You almost feel you could touch the sky.
A crab plays peek-a-boo with you "thinking(?)" you might eat it.
But you only want to capture it with your camera.
A Hallowe'en crab takes a Ninja stance, prepared to defend itself as well.
An iguana IS hunting, so good reason to beware, IF you're a beetle, a bird or a small lizard.
We walk the road to the river. That cage out front of this house (see the yellow roof line through the trees?) is to keep the animal out, not in, the garbage. Here, those animals are Central American raccoons, howler monkeys and dogs. Beautifully landscaped, I'd say, for a trash container!
And what a surprise this was to find these large blossoms scattered over the road like a bridal walk.
The perfume was so beautiful, like lilies of the valley mixed with gardenia. I carried one with me the rest of the day for occasional whiffs to cheer me on.

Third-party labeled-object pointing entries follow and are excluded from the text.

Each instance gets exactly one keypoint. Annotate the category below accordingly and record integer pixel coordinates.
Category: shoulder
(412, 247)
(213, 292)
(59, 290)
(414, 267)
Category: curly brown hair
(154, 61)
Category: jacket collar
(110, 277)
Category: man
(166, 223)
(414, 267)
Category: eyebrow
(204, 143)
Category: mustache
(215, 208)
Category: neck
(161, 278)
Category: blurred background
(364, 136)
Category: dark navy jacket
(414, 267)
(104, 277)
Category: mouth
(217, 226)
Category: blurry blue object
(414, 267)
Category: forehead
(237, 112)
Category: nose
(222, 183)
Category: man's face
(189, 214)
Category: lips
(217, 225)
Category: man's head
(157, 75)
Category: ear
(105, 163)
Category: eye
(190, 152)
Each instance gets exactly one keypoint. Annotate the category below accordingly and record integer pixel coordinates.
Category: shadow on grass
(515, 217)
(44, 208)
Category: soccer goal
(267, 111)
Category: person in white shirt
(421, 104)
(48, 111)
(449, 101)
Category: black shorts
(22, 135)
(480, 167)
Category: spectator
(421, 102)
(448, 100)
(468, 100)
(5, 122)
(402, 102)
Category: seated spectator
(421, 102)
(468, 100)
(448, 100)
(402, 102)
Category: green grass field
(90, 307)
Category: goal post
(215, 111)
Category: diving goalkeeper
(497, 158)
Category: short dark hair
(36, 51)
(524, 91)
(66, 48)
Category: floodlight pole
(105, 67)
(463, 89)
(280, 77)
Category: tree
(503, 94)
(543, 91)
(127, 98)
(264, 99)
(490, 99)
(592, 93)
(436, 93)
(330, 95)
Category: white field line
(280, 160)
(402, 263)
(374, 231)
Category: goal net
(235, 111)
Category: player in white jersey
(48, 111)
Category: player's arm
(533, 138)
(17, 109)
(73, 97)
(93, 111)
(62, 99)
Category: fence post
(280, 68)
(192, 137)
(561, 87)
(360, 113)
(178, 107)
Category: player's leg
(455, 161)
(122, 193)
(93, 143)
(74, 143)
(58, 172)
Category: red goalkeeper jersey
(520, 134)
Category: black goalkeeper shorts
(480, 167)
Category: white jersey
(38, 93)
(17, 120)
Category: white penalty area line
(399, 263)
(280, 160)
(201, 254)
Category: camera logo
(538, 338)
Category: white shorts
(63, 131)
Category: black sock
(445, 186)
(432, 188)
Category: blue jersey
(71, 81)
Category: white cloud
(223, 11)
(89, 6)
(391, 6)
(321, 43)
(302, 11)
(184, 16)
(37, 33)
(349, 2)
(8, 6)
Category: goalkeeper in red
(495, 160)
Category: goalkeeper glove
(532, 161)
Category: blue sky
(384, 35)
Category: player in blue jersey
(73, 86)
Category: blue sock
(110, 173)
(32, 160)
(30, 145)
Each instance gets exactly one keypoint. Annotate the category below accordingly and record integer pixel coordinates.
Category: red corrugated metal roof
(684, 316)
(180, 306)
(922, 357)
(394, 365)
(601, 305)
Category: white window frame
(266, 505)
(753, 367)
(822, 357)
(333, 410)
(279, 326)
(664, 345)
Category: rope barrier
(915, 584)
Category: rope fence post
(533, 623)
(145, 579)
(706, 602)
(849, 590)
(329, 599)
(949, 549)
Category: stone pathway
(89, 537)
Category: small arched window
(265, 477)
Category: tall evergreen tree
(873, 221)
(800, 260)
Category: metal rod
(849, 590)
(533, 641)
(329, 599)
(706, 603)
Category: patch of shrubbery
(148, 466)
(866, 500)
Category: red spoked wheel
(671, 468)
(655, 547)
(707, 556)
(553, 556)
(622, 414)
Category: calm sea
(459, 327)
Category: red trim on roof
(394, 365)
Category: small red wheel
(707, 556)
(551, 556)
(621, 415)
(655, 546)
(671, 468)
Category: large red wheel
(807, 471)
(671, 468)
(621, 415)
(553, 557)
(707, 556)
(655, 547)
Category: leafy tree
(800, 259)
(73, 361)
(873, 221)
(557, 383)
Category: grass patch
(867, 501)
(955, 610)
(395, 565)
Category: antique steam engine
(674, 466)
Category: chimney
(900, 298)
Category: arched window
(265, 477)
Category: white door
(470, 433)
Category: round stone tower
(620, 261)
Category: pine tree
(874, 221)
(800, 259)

The road we walked, by 11 in the morning, was already hot, perfect for tamarindo and palm trees. That is a tamarindo tree up front with the small leaf fronds, namesake of the town we are going to. The road turned into a meandering forest path that was somewhat sheltered by the sparsely leafed trees that struggle through dry season.
The plantains, however, do well in this heat, as do mangoes, both of which grow wild
by the side of the road the way one might find a crabapple tree back home in Canada.
Plantain is a traditional side dish here, fried to candy-crisped edges when ripe
or like the taste and texture of dry mashed potatoes when "green". Yum.
We come to the Tamarindo River at low tide;
the river bank illustrates the gradual receding of the water.
And we walk to our water taxi, a similar boat to the one we took on our trip up the estuary.
Beyond the masts of boats on the right, you can see the ocean.
On the left rises the town of Tamarindo, our destination. I t will take us another 15 minutes to slug our way across the crippling hot sand, passing resorts and sunbathers til we come into town.
Tamarindo seems to exist mostly for the tourists though it was once a fishing village, as were so many coastal towns. Plazas and shops selling Indonesian souvenir imports were everywhere, including peddlers who were also hawking the same. If you sit by the beach for a bite of lunch, you will be approached (I'm not exaggerating) once every 2-5 minutes. It becomes an endurance test to be polite, but the peddlers are respectful in their response, so despite the exhaustion of your long walk in the suffocating heat and your incredible luxury to be holidaying, you summon your stamina to say one more "No, gracias".
Hydrated and rested, you start to head back and pass some men shaking pods from a tree with a long stick, gathering them onto a big tarp. The kind fellow in the foreground saw me taking pictures and came over to offer me some. "Tamarindos," he said, and showed me how to open them.
The pods were dry and and easily cracked open to reveal their prize of a small brown dry sticky fruit that tasted somewhat like a cross between citrus and a date. It had a raisin-sized black stone of a seed inside. I wanted so badly to bring a seed home with me but I didn't, knowing it's illegal to carry seeds home on the plane. In the meantime, a few weeks after arriving home, we found a small case of fresh tamarinds from Thailand for sale and splurged for a taste of Costa Rica.
So many pictures, so little time.
Thank you for dropping in to get an update on how I spent February 25th.